Overall, the World Bank calculates that fully half of the region’s inhabitants still live in extreme poverty and Africa still houses about three-quarters of the world’s poorest countries.
A positive bit of news was that net aid to Africa rose about 35% in 2002 from a year earlier. “However, on a per-capita basis, it was $27 in 2002, way below the $40 in 1992,” said Alan Harold Gelb, the World Bank’s chief economist for the Africa region. Progress was also reported in education, with enrollments in primary schools reaching 87%, from 80% in 1980. And illiteracy rates dropped from 47% in 1997 to 37% in 2002.
One difficulty African countries face in climbing out of poverty is their heavy dependence on commodity exports. This leads to most countries being “boxed into a commodity trap that condemns them to poverty and indebtedness,” said a study published by the U.N. Conference on Trade and Development (UNCTAD). The Financial Times reported on the study last Feb. 27.
The study observed that only one of the region’s top 20 non-fuel exports — garments — is among the world’s 20 most dynamic products.

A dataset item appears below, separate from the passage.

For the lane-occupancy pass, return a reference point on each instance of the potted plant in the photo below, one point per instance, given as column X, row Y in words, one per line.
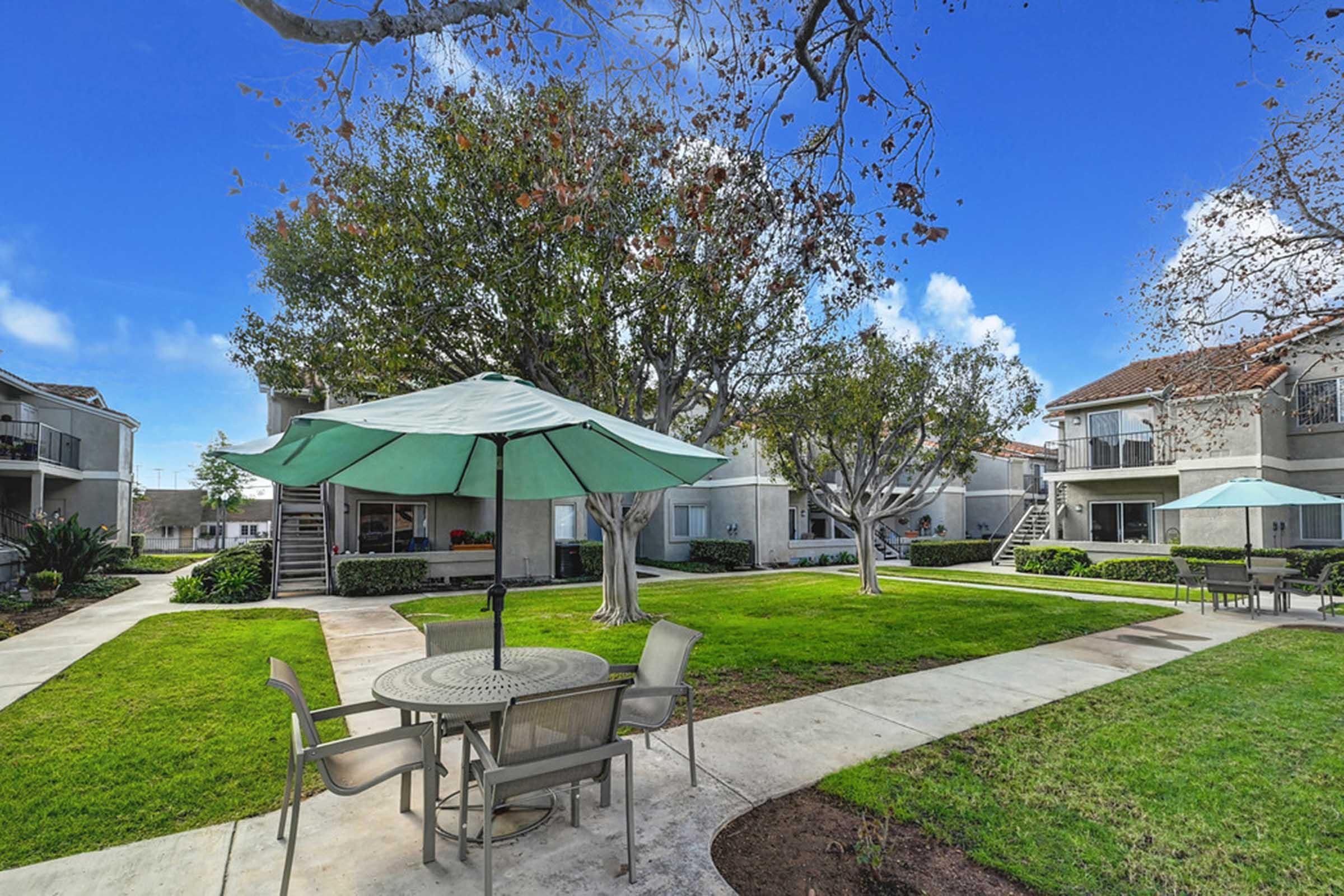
column 45, row 585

Of the 14 main non-fuel commodities of interest to Africa, 12 suffer from high price volatility and nine have seen long-run price falls. UNCTAD attributes part of the blame on farm subsidies in rich countries that have led to an oversupply and falling world prices for cotton, groundnuts and sugar.
Resolving Africa’s economic problems will not be easy, and many factors, national and international, are involved. With the fate of over 700 million people in sub-Saharan Africa in the balance, local leaders and the international community face a grave responsibility.